In thermodynamic formalism for dynamical systems, a Hölder continuous potential function $\phi$ on a countable state topological Markov chain $(X,\sigma)$ is either positive recurrent, null recurrent, or transient. These correspond to the three possibilities for equilibrium states (shift-invariant measures maximising the quantity $h(\mu) + \int_X \phi\,d\mu$): existence of a finite equilibrium state is equivalent to positive recurrence; null recurrence is the boundary case where the equilibrium state becomes $\sigma$-finite but not finite, and transience is the case where there is no equilibrium state (all the weight has gone to infinity).
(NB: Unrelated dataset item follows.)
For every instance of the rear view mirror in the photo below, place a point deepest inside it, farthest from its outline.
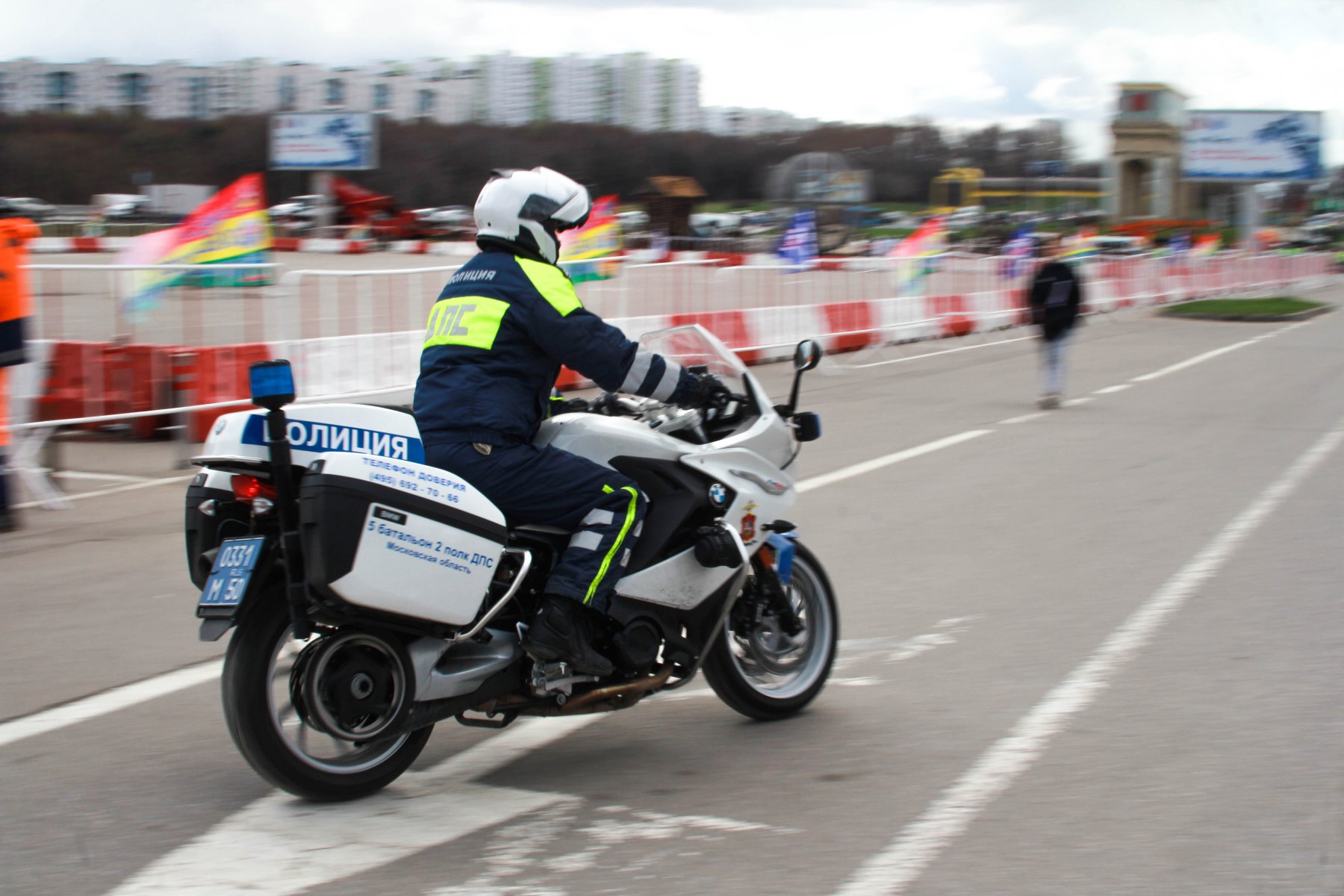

These can be characterised in terms of a particular sequence $a_n>0$: positive recurrence is equivalent to $\limsup a_n > 0$, null recurrence is equivalent to $a_n\to 0$ and $\sum a_n=\infty$, and transience is equivalent to $\sum a_n<\infty$. I imagine this trichotomy for sequences appears in other places as well.
Edit: It's worth mentioning that this trichotomy is also true for random walks on directed graphs (weighted or unweighted) -- historically I believe this is where it was first studied and where the terminology came from, but as a dynamicist I more immediately think of the interpretation above. In this setting the interpretations are as follows:
- Positive recurrent -- with probability 1, a random walk returns to where it started, and the expected return time is finite.
- Null recurrent -- the walk returns to the starting position with probability 1, but the expected return time is infinite.
- Transient -- with probability 1, the walk never returns to its starting position.